La mujer que, desde un club de la élite colombiana, llamó "indiamenta" al exalcalde de Medellín, parece escupida por el trasero de Venus.
La escena parece sacada de una comedia bufa, pero es un retrato fiel del clasismo rampante que todavía respira con comodidad en los salones cerrados de la élite colombiana. En un exclusivo club social, una mujer de apellido ilustre, educada para sostener la nariz en alto y el alma en el prejuicio, interrumpió una conversación para despachar, sin el más mínimo pudor, un insulto racial y clasista: “esa indiamenta”. Se refería al exalcalde de Medellín, con quien ni siquiera compartía mesa. Bastó el rumor de su nombre para que emergiera de ella, como un pedo elegante, ese desprecio ancestral que la clase alta colombiana disfraza de “buen gusto”.
Es en esa frase —tan corta, tan vulgar, tan elocuente— donde se condensa el ADN de un país fracturado: el racismo sin culpa, el clasismo sin vergüenza, el privilegio sin autoconciencia. La mujer, por supuesto, no fue reprendida. En esos círculos, el verdadero escándalo no es el insulto, sino mencionarlo en voz alta fuera del recinto. Lo verdaderamente grosero es contar el chiste.
Y entonces uno se pregunta: ¿Qué Venus parió esta criatura? ¿Qué diosa invertida la escupió de su trasero con ese desprecio perfectamente articulado, como si fuera parte del lenguaje natural? Porque lo es. Es el lenguaje que se aprende en colegios privados, en cenas familiares donde se critica al servicio con diminutivos, en viajes al extranjero donde se agradece "no estar rodeados de tanto indio".
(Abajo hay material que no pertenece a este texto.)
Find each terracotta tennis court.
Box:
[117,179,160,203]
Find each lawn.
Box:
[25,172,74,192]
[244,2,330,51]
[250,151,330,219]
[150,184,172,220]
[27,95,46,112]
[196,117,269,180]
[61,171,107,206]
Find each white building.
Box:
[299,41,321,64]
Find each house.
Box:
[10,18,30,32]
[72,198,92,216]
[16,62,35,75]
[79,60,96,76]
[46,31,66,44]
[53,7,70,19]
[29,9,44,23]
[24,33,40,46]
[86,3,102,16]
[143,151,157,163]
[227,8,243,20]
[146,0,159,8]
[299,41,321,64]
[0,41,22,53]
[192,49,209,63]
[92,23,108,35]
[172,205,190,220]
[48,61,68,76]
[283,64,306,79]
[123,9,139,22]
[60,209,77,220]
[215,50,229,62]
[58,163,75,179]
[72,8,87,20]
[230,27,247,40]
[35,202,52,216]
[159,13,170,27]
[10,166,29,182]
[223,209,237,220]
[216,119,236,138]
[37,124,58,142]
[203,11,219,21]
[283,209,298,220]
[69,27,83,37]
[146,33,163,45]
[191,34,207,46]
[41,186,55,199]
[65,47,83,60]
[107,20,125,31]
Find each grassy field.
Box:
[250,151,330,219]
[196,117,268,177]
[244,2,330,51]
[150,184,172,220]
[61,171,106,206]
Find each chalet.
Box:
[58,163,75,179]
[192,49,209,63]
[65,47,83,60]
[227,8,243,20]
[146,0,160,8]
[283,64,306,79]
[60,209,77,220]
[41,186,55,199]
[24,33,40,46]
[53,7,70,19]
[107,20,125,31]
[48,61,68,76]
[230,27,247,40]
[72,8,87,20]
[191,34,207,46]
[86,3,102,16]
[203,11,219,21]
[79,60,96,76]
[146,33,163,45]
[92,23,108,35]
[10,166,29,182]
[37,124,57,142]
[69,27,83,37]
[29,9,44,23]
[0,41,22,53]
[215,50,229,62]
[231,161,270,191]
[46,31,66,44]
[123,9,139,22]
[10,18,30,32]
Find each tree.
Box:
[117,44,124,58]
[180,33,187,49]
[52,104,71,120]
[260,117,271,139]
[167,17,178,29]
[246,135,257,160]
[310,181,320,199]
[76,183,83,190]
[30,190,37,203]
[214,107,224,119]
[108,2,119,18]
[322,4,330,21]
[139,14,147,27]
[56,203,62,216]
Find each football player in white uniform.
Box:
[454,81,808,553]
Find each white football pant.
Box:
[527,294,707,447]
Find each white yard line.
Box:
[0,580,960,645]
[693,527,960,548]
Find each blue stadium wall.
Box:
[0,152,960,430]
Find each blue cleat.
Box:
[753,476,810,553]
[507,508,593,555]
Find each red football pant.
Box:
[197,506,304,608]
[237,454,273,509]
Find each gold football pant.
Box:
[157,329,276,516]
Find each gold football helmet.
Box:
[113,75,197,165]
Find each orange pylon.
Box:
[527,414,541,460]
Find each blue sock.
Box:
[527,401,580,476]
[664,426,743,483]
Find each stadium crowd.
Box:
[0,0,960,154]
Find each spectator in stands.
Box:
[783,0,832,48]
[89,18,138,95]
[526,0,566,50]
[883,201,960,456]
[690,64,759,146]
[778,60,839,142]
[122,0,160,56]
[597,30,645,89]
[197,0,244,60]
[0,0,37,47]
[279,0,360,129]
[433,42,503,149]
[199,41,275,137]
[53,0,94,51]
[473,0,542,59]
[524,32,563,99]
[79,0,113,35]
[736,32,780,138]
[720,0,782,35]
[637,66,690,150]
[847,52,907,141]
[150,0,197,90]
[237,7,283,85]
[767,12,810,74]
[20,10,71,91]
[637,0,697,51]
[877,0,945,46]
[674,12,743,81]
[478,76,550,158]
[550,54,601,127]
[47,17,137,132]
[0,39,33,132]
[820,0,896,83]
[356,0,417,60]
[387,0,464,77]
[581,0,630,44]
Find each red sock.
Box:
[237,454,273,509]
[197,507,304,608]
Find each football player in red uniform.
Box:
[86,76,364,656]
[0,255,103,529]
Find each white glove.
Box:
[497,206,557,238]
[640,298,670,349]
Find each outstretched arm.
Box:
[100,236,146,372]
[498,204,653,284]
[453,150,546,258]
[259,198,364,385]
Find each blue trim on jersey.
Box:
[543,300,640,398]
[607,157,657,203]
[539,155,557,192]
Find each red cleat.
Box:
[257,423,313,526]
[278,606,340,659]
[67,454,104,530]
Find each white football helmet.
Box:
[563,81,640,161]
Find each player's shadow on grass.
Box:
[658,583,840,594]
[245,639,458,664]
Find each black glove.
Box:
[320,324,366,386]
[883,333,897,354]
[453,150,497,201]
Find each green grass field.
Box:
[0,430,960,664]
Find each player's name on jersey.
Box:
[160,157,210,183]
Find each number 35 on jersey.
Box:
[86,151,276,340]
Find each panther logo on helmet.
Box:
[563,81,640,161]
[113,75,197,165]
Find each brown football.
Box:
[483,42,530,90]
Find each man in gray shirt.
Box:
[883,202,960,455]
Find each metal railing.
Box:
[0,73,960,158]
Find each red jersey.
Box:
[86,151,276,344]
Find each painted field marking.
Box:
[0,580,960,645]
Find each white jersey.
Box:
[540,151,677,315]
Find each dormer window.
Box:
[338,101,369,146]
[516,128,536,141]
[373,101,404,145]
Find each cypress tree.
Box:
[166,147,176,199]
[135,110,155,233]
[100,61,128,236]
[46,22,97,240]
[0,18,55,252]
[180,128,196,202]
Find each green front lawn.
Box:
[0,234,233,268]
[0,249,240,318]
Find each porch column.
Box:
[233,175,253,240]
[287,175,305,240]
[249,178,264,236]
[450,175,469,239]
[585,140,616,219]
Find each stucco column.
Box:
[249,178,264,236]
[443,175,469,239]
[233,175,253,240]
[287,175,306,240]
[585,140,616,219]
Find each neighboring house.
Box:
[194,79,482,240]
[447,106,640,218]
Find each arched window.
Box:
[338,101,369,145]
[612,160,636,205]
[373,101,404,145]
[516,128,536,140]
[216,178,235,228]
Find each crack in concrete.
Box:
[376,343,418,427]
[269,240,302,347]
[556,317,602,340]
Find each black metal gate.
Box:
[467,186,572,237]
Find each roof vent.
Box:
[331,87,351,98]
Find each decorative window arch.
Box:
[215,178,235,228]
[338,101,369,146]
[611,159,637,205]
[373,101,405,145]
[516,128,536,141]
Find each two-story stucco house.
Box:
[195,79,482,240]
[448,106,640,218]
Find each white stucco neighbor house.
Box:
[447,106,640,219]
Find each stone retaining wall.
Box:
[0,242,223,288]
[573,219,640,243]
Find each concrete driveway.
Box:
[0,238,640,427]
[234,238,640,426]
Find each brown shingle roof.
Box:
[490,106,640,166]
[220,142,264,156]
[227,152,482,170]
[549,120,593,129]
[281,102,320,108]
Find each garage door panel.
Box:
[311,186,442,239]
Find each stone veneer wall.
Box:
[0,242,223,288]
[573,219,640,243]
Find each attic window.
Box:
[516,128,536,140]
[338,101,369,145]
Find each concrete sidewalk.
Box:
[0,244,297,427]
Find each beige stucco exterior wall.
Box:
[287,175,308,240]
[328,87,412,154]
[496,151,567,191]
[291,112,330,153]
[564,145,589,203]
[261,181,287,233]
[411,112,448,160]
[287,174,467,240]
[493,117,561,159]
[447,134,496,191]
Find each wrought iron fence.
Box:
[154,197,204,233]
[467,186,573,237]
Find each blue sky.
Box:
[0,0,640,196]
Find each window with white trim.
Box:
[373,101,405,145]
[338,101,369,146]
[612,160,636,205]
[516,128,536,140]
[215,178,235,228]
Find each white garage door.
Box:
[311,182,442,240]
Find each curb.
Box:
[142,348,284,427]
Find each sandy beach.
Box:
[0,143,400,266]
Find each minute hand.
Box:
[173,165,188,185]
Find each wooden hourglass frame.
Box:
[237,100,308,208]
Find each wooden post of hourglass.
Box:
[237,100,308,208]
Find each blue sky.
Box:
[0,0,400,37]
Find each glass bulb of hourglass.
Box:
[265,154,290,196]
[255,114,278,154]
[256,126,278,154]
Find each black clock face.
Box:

Pero esta historia no es sobre una señora cualquiera. Es sobre lo que representa. Es sobre una clase social que todavía cree que el poder es un derecho hereditario y que la política debe seguir siendo un asunto entre apellidos. Por eso le molesta tanto que un exalcalde mestizo, popular, con acento paisa y sin vínculos con la aristocracia bogotana, pueda siquiera aspirar a espacios de poder. Le molesta más su origen que sus ideas.
Por eso, cuando se les escapa el clasismo no es un error: es una confesión. Y como todas las confesiones, esta debería incomodarnos, sacudirnos, tal vez hacernos reír con amargura. Porque en la Colombia de hoy, el insulto no es solo una grosería: es una señal de que el viejo orden todavía respira. Desde el trasero de Venus, con perfume importado y copas de vino, sigue hablando del país del que se creen -sus amos-.